Ircon, Inc., a leading producer of industrial radiation thermometers, line scanners and quantitative thermal imagers, in its training programs for many years used to teach something they called the RAT Theory.

Reflectance, Absorbtance and Transmittance, or the coefficients of them, abbreviated as R, A &T must sum to 100%, or R + A + T=1.

An easy way for newcomers to Infrared radiation thermometry to remember a very important concept.

The associated concept is that Absorbtance=Emittance, or A=E. Or the RAT theory could be written as R+E+T=1 and renamed the RET Theory.

So, while not as easily recalled, the RET Theory name just didn’t catch on as easily as the RAT Theory.

(BTW, whenever I tried to teach some basics of Radiation Thermometry, I used to call it the TAR Theory because I thought it might “stick” better- it didn’t – RAT wins by a landslide every time.)
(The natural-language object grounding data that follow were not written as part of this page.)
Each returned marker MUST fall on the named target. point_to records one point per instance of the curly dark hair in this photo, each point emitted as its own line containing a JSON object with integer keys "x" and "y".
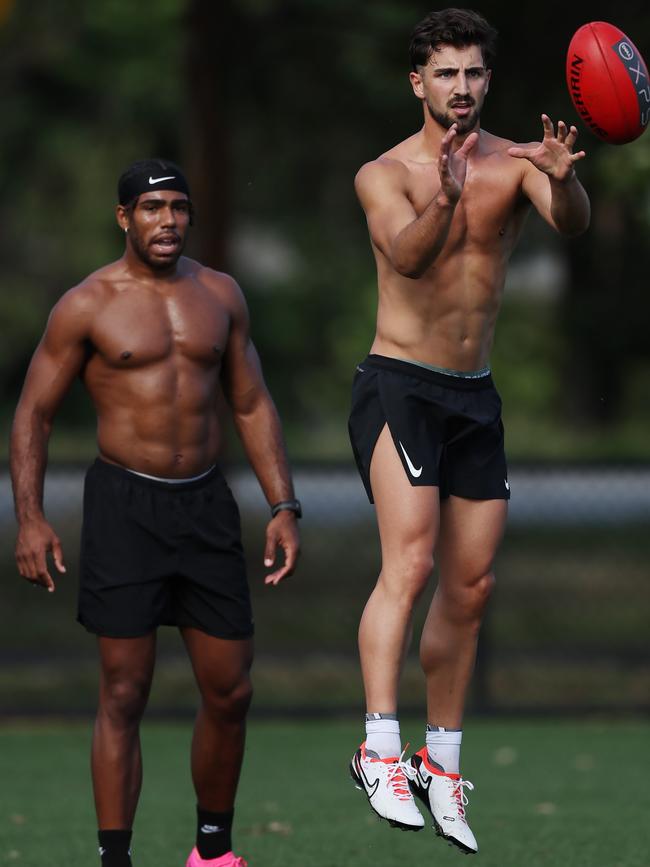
{"x": 457, "y": 27}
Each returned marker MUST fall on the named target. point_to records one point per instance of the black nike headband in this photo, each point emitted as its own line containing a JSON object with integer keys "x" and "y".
{"x": 147, "y": 175}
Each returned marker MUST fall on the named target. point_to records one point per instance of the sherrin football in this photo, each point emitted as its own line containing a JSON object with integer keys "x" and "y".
{"x": 608, "y": 82}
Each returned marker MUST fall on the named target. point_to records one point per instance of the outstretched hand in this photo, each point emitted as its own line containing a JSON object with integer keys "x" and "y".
{"x": 282, "y": 531}
{"x": 452, "y": 165}
{"x": 554, "y": 154}
{"x": 35, "y": 541}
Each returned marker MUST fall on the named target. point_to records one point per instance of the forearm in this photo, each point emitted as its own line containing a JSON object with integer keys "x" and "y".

All this is a lead in to the wonderful resources by the folks at  LabSphere for those who want to know or learn how to measure emittance or absorbtance through the roundabout way of measuring reflectance and transmittance first and then doing a bit of math.

They have a readily downloadable 26 page PDF document entitled “A Guide to Integrating Sphere Radiometry and Photometry”.

It explains far more than the RAT or RET or TAR theories about optical radiation metrology.

I think it and many of their online aids are well worth a read.